Oettinger will härtere Gangart gegenüber Polen
Brüssel/Warschau - "Es spricht viel dafür, dass wir jetzt den Rechtsstaatsmechanismus aktivieren und Warschau unter Aufsicht stellen", sagte der CDU-Politiker der Frankfurter Allgemeinen Sonntagszeitung (FAS).
EU-Diplomaten hatten bereits Ende Dezember bestätigt, dass die von Jean-Claude Juncker geführte EU-Kommission bei ihrer Sitzung am 13. Januar über die Lage in Polen beraten wird.
Im Kampf gegen staatliche Willkür in Mitgliedstaaten hatte sich die EU vor gut einem Jahr ein neues Verfahren zugelegt, das aber bisher ungenutzt blieb. Staaten, die systematisch gegen gemeinsame Grundwerte verstoßen, können bei EU-Ministertreffen offiziell in die Mangel genommen und damit politisch unter Druck gesetzt werden.
Oettinger äußerte sich in dem Zeitungsinterview besorgt über jüngste Änderungen beim polnischen öffentlich-rechtlichen Rundfunk. "Ein Intendant darf nicht ohne Angabe von Gründen entlassen werden. Das wäre Willkür." Zuvor hatte bereits die Reform des Verfassungsgerichts in POlen für Aufsehen gesorgt, die die Arbeit unabhängiger Verfassungshüter erschwert.
Der stellvertretende CSU-Vorsitzende und Fraktionschef der Europäischen Volkspartei (EVP), Manfred Weber, warf der Warschauer Regierung in einem Interview der Funke-Mediengruppe vor, "zentrale europäische Prinzipien und Werte zur Debatte" zu stellen.
Nach der Verabschiedung des Mediengesetzes traten in Polen inzwischen die Direktoren von vier Programmen des öffentlich-rechtlichen Fernsehsenders TVP zurück, wie die Zeitung "Gazeta Wyborcza" am Samstag berichtete. Die Fernsehmacher kamen damit vermutlich ihrer Entlassung zuvor: Nach dem umstrittenen Gesetz, das die Warschauer Regierung am Donnerstag auch durch die zweite Kammer des polnischen Parlaments gebracht hatte, sollen unter anderem die Mandate der bisherigen Aufsichtsräte und Vorstandsmitglieder des öffentlich-rechtlichen Fernsehens und Rundfunks verfallen.
Über die Spitzenposten in den öffentlich-rechtlichen Medien in Polen soll künftig der Schatzminister und damit die Regierung entscheiden. Das Gesetz benötigt noch die Unterschrift von Präsident Andrzej Duda.

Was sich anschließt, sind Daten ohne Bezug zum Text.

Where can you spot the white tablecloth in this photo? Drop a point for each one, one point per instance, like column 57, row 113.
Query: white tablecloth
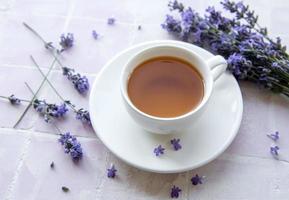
column 245, row 171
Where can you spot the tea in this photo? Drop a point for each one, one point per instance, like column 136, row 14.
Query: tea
column 165, row 87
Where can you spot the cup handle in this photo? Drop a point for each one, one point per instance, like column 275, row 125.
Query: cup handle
column 217, row 65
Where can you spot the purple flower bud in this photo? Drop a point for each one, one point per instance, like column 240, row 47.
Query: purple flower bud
column 159, row 150
column 71, row 146
column 66, row 41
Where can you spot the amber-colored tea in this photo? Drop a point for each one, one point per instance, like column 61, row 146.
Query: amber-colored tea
column 165, row 87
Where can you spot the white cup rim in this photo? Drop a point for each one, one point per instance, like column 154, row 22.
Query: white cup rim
column 207, row 92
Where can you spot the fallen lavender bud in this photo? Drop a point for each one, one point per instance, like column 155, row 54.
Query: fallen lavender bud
column 80, row 83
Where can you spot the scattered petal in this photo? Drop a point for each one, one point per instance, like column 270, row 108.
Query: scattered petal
column 80, row 83
column 111, row 21
column 274, row 136
column 159, row 150
column 83, row 116
column 111, row 172
column 52, row 165
column 176, row 144
column 95, row 35
column 274, row 150
column 65, row 189
column 71, row 145
column 66, row 41
column 197, row 179
column 175, row 192
column 13, row 100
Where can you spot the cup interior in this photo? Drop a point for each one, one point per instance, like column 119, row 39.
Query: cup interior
column 171, row 51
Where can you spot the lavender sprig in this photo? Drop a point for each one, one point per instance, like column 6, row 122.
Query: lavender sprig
column 176, row 144
column 80, row 82
column 34, row 96
column 197, row 179
column 111, row 21
column 274, row 136
column 274, row 151
column 111, row 172
column 159, row 150
column 95, row 35
column 49, row 111
column 175, row 192
column 14, row 100
column 250, row 53
column 66, row 41
column 81, row 114
column 71, row 145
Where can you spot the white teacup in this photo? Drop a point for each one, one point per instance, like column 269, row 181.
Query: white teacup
column 209, row 69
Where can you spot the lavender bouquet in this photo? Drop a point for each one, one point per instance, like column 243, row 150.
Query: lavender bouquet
column 251, row 54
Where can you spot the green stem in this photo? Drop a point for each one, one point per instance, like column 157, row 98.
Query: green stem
column 54, row 53
column 51, row 85
column 24, row 100
column 33, row 98
column 30, row 89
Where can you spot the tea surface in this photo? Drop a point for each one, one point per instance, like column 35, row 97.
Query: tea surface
column 165, row 87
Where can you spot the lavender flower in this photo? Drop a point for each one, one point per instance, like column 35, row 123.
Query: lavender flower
column 175, row 5
column 111, row 21
column 83, row 115
column 159, row 150
column 274, row 150
column 175, row 192
column 80, row 83
column 111, row 172
column 197, row 179
column 274, row 136
column 95, row 35
column 71, row 146
column 13, row 100
column 251, row 54
column 49, row 111
column 66, row 41
column 176, row 144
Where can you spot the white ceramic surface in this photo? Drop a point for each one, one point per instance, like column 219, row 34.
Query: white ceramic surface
column 208, row 138
column 210, row 70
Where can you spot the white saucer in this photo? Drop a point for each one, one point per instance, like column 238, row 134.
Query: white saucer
column 208, row 138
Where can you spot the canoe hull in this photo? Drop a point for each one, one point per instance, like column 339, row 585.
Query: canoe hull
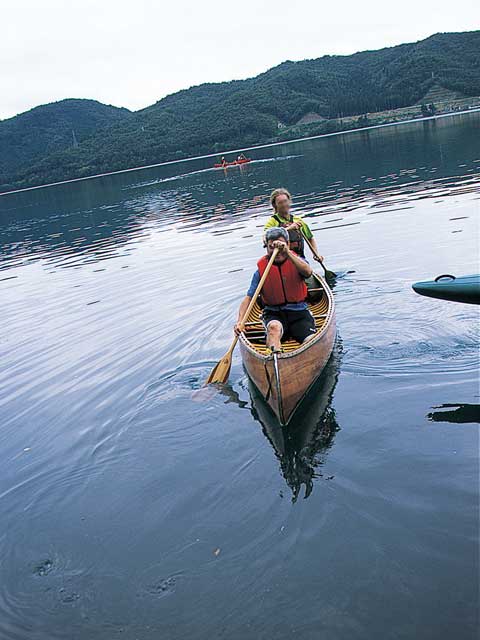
column 235, row 163
column 285, row 379
column 464, row 289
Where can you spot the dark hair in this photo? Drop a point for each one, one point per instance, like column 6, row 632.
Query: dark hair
column 275, row 233
column 278, row 192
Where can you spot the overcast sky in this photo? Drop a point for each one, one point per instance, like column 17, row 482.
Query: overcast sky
column 133, row 53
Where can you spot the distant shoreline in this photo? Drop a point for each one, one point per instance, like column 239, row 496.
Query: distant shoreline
column 229, row 151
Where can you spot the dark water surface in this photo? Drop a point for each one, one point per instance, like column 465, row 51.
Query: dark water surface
column 133, row 504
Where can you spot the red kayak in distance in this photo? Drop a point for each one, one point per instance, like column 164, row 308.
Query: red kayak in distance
column 231, row 164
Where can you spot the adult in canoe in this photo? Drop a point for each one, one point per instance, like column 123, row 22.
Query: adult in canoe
column 297, row 228
column 284, row 293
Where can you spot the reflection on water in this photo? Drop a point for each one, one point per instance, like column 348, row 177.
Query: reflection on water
column 133, row 503
column 301, row 446
column 459, row 413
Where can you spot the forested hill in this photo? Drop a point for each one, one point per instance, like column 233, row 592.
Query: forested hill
column 213, row 117
column 52, row 127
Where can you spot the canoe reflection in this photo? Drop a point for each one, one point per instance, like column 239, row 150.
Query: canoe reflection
column 459, row 413
column 302, row 445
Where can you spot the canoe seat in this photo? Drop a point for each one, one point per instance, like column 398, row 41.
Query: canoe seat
column 255, row 331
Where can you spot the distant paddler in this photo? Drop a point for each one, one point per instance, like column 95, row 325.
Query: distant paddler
column 283, row 295
column 298, row 229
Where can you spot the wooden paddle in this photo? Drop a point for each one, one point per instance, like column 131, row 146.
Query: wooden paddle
column 328, row 274
column 221, row 370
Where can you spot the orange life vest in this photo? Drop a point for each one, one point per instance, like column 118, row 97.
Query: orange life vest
column 283, row 285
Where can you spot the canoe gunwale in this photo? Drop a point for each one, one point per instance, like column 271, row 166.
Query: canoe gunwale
column 321, row 346
column 304, row 347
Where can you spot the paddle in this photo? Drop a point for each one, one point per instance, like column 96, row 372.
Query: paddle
column 328, row 274
column 221, row 370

Die Europäische Rundfunkunion (EBU) appellierte in einem auf ihrer Webseite veröffentlichten Schreiben von Generaldirektorin Ingrid Deltenre an Duda, das Mediengesetz nicht zu unterzeichnen, um die "Integrität und Unabhängigkeit der öffentlichen Medien als Symbol eines freien und demokratischen Landes zu bewahren".
Die EU-Kommission hatte sich bereits zuvor in den Streit um die Medienreform eingeschaltet. Behörden-Vizechef Frans Timmermans forderte von der polnischen Regierung Informationen zur Vereinbarkeit der Gesetzesänderungen mit EU-Recht. Schon vor Weihnachten hatte der niederländische Sozialdemokrat Warschau davor gewarnt, die Unabhängigkeit des Verfassungsgerichts einzuschränken.